Jesús dio un suspiro de placer.

—Que estamos pensando en Dios, hablamos de Sus obras, medidos, si lo prefieres, en la Creación.

—¿Meditamos en una lagartija? —María no pudo reprimir una risita.

—También es obra de Dios, tanto como el águila o el león —respondió Jesús—. Y tal vez una prueba mejor de Su ingenio.

—¿Podríamos pasar un año meditando en una criatura distinta cada día? —preguntó la niña. La idea le pareció fascinante.

—Desde luego. Recuerda el salmo que dice:

Alabad a Dios desde la tierra, vosotros, dragones, y seres de allí abajo:
Fuego, granizo, nieve, hielo, vientos tormentosos que cumplís Su palabra:
Montañas y colinas, cedros y árboles frutales:
Bestias y ganado: serpientes y aves plumadas.

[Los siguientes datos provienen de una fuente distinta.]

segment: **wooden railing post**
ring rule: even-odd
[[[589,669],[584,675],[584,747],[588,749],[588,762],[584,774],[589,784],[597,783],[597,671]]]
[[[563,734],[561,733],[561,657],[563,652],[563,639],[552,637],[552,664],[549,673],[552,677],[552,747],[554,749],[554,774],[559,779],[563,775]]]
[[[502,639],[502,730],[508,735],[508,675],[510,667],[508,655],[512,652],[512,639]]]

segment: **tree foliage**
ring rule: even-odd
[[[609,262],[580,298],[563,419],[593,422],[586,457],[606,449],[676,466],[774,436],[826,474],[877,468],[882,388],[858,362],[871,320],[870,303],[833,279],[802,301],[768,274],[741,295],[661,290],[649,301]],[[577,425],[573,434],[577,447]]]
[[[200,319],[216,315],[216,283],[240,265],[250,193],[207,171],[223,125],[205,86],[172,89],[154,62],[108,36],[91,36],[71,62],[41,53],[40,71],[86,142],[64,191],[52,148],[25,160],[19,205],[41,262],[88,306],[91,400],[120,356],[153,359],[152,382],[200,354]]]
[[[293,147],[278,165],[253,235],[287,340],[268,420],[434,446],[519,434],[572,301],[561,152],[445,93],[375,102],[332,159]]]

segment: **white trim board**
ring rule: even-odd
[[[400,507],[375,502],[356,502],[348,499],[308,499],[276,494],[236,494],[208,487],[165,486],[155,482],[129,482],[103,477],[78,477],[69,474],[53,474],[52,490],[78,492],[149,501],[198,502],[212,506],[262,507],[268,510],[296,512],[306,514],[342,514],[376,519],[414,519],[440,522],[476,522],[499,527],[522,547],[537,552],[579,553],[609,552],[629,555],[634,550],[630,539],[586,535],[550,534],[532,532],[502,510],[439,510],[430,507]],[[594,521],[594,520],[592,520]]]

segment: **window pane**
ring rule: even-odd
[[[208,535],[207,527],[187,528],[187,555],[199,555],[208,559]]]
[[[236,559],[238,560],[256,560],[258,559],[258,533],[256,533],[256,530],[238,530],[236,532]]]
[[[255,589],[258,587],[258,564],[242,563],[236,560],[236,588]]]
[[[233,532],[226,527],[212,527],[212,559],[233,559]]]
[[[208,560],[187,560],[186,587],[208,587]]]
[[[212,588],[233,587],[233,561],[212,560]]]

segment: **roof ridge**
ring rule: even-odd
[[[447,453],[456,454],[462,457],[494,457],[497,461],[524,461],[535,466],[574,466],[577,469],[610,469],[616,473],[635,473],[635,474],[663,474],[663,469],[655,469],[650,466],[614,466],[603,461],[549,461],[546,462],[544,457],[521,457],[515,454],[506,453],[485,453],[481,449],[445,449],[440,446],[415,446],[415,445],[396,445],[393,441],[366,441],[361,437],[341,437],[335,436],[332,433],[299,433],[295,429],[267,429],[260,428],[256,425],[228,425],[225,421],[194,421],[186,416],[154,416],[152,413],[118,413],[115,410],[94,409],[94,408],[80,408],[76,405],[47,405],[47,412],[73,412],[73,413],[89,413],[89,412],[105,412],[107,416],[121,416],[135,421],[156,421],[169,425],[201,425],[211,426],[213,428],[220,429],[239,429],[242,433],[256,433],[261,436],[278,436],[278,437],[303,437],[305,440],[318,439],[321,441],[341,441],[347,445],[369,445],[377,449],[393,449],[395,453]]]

María no recordaba el salmo, pero ahora ya no lo olvidaría jamás.

—¡Alaba a Dios! —ordenó severamente a la lagartija, que salió disparada de la rendija y desapareció. Jesús echó a reír.

Pronto —pareció que demasiado pronto— el sol acarició el horizonte, señalando el fin del Shabbat. De pie, contemplaron su desaparición y escucharon la trompeta que anunciaba la conclusión del descanso sagrado.